Para a diretora da Faculdade de Ciências da Saúde da Universidade do Vale do Paraíba, Emília Angela Lo Schiavo Arisawa, não tem lógica o edital se fixar num dos pontos de análise financeira, como o índice Ebitda, que calcula o lucro antes dos juros, impostos, depreciação e amortização. ''A nossa instituição não tem interesse em dar lucro, tem que ser sustentável'', criticou.

Segundo alegam as instituições filantrópicas, esse critério estaria tirando-as da concorrência. ''Estávamos dentro do processo. Fizemos o projeto em parceria com o Hospital Sírio-Libanês e a nossa proposta não foi considerada por causa da análise financeira'', justificou Emília.

De acordo com a diretora, a instituição já tem estrutura na cidade de São José dos Campos, em São Paulo. ''Temos prédio com mais de 6 mil m². Alguém que não tem nada na região, mas tem grande quantidade de dinheiro ganha. Pra onde vão levar a educação?'', questiona.

''Não se pode aplicar a Instituições de diferentes naturezas os mesmos critérios de análise financeira, ou seja, não podem ser aplicados a instituições de fins não-econômicos os mesmos critérios que são aplicados a sociedades lucrativas. Se a Unicamp e a USP, por exemplo, que são IES públicas de renome, fossem analisadas pelos critérios citados acima, não seriam habilitadas pelo MEC'', completou o reitor da Universidade Metodista de Piracicaba, Prof. Dr. Gustavo Jacques Dias Alvim.

Questão política


Em agosto desse mês, prefeitos se reuniram com o ministro da Educação, Mendonça Filho, para cobrar agilidade da pasta no resultado final do edital. Segundo a Frente Nacional de Prefeitos, o ministro colocou outubro como prazo para a assinatura do termo de compromisso com as instituições mantenedoras selecionadas para instalação dos cursos de medicina.

Para o prefeito de Araras (SP), Nelson Brambilla, esse é o momento para abrir os cursos. ''Nós esperávamos que hoje tivéssemos a solução final. Acho que o pessoal ainda não entendeu a importância que tem a abertura de novos cursos de medicina'', disse à época.

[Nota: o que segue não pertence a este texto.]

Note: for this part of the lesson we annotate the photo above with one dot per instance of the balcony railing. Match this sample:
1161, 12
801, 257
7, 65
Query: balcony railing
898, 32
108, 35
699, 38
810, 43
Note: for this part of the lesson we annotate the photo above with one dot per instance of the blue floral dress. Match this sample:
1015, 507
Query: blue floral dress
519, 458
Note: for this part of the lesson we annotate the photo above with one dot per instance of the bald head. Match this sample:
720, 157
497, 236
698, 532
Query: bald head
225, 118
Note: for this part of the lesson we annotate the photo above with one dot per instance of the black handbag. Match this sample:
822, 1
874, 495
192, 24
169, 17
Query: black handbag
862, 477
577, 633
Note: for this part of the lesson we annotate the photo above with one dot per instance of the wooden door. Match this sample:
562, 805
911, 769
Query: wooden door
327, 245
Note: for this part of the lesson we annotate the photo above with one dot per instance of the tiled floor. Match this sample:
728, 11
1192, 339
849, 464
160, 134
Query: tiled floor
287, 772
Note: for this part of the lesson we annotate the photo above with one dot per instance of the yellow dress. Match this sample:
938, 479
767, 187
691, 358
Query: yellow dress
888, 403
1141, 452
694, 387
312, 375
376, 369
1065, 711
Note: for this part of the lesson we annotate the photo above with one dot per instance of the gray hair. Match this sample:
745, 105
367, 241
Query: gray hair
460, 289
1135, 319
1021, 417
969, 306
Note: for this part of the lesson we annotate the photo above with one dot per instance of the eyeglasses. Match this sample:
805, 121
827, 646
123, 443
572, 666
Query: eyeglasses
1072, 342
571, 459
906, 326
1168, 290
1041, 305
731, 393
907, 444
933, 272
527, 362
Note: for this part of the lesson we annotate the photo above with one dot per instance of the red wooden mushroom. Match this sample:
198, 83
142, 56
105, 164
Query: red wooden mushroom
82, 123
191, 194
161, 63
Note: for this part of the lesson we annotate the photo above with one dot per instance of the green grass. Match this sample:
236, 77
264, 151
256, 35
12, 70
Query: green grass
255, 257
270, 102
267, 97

De acordo com o diretor da Emescam, Flávio Kataoka, os prefeitos estão preocupados com resultado final antes das eleições. ''Gera um ganho político. Temos receio de que essa pressão política apresse o MEC e erros passem em razão de política''.

Social


As filantrópicas argumentam que o número de alunos de baixa renda aumentaria, se elas fossem escolhidas no edital. Segundo elas, para cada cinco alunos pagantes, uma vaga é destinada às bolsas do Prouni, o que ocasionaria em 410 alunos/ano, no caso do edital. Entre as privadas, a proporção é de uma bolsa para cada nove pagantes – 246 bolsistas no mesmo período. ''Os alunos que vem de famílias de baixa renda são mais propensos a ter vínculos comunitários'', afirma Kataoka.

O Ministério da Educação informou que ''o edital dos novos cursos de medicina ainda está em fase de análise de recursos interpostos''. Até o momento do fechamento da matéria, o MEC não conseguiu informar se a Faculdade Multivix oferece curso de Residência Médica com registro pela Comissão Nacional de Residência Médica (CNRM).